Some many not know how to hold that space for you without trying to fill it up with their concerns, ideas, advice, of fears during that delicate stage. They may not see the path laid out from where you are to where you want to be, and fear that it's unrealistic. They may ask premature questions, like, "How are you going to make that happen?" before that has unfolded within you. Sometimes they'lll try to give advice based on what worked for them, which may or many not be the way it works for you. Or, sometimes it can trigger their own fears, and they inadvertently express that in their concerns. Sometimes they may get into an evaluation state, and find the reasons they think it won't work.

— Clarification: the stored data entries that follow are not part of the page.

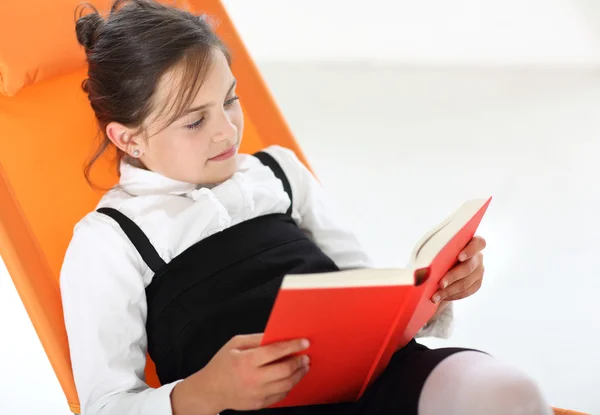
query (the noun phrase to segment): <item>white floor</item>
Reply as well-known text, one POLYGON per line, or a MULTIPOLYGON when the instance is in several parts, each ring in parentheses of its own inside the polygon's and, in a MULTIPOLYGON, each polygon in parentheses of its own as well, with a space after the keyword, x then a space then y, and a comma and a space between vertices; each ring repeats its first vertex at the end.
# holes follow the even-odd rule
MULTIPOLYGON (((333 200, 378 265, 465 199, 492 195, 480 292, 453 337, 600 413, 600 73, 262 64, 333 200)), ((0 414, 68 413, 0 269, 0 414)))

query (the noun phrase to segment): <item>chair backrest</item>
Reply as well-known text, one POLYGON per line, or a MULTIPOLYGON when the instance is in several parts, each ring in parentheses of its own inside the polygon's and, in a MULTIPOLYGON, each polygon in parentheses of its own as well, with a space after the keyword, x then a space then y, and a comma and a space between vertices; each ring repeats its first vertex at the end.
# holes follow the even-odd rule
MULTIPOLYGON (((0 5, 0 28, 3 27, 0 29, 0 92, 5 95, 0 95, 0 255, 71 411, 79 413, 58 277, 73 226, 94 209, 101 197, 89 187, 82 174, 97 136, 97 126, 81 91, 85 62, 73 58, 80 53, 74 50, 79 46, 75 41, 73 19, 79 2, 2 3, 5 5, 0 5), (35 44, 33 35, 19 32, 20 25, 31 25, 31 20, 36 18, 38 25, 48 25, 36 30, 46 32, 45 36, 52 38, 49 42, 55 41, 56 36, 52 36, 57 28, 50 26, 57 21, 63 25, 62 29, 68 25, 68 32, 63 30, 63 33, 73 33, 72 38, 46 45, 46 49, 54 48, 44 52, 48 62, 55 65, 52 68, 47 66, 48 62, 40 62, 38 67, 32 63, 40 45, 35 44), (11 34, 10 43, 6 34, 11 34), (56 67, 63 55, 70 65, 66 69, 56 67)), ((91 3, 108 4, 105 0, 91 3)), ((232 52, 232 70, 245 111, 242 151, 254 152, 280 144, 293 149, 306 162, 221 2, 189 0, 186 3, 194 12, 206 12, 218 19, 217 32, 232 52)), ((96 172, 94 179, 101 185, 108 186, 116 180, 116 169, 108 159, 100 162, 96 172)), ((158 386, 150 359, 146 375, 149 385, 158 386)))

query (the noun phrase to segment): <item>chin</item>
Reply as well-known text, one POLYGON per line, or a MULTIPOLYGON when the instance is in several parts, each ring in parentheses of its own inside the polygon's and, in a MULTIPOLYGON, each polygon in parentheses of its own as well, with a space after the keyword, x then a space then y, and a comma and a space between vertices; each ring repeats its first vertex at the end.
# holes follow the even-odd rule
POLYGON ((227 160, 221 166, 218 166, 218 168, 215 168, 207 179, 211 184, 220 184, 226 180, 231 179, 231 177, 235 174, 236 171, 237 157, 232 157, 230 160, 227 160))

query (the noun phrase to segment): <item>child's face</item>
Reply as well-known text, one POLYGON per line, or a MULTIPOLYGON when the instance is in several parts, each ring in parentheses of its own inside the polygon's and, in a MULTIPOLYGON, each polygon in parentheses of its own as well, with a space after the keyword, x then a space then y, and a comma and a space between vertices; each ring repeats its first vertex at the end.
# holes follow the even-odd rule
MULTIPOLYGON (((161 80, 157 107, 164 107, 173 88, 177 88, 176 76, 161 80)), ((167 111, 164 116, 169 115, 167 111)), ((161 130, 162 121, 161 117, 149 126, 148 140, 137 142, 141 161, 148 169, 197 184, 220 183, 235 173, 244 118, 235 94, 235 78, 222 52, 215 51, 189 112, 161 130)))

There are so many ways well-meaning supportive friends and family members, and others, could contribute to an uprooting of what's emerging before you feel solid enough in it. So pick your confidantes and advisors carefully in the beginning, or hold off sharing until you feel more rooted in what's emerging. Once you are more rooted, and feel strong in your commitment - with discernment and resilience - then sharing it can be extremely helpful. That's when other's input and ideas can expand and refine - and yes-and - what you are doing.
There's no one right way as to when to share it, what parts to share, and who to share it with, so use your best judgement. Trust your intuitive sense. Pay attention to your internal feedback. If talking with someone puts you into a defensive or flight, fight, or freeze mode, they may not be the best person, or it may not be the best time. Not everyone closest to you may know how to be with what you are bringing in before it's more tangible. But if talking about it with someone helps you feel more inspired, passionate, alive, and excited about it, then go for it.
It is important in the early stages of a new emergence that isn't yet fully formed to protect it as you learn more about it, shape it, and cultivate it out into the world. Then, after it has roots it can withstand most anything. With all of that said, the good news is that if it is yours to do, no matter what anyone else says or does, you can of course still do it. And sometimes adversity actually helps strengthen your resolve. Most of the time, it's just easier after you feel stronger in it within yourself.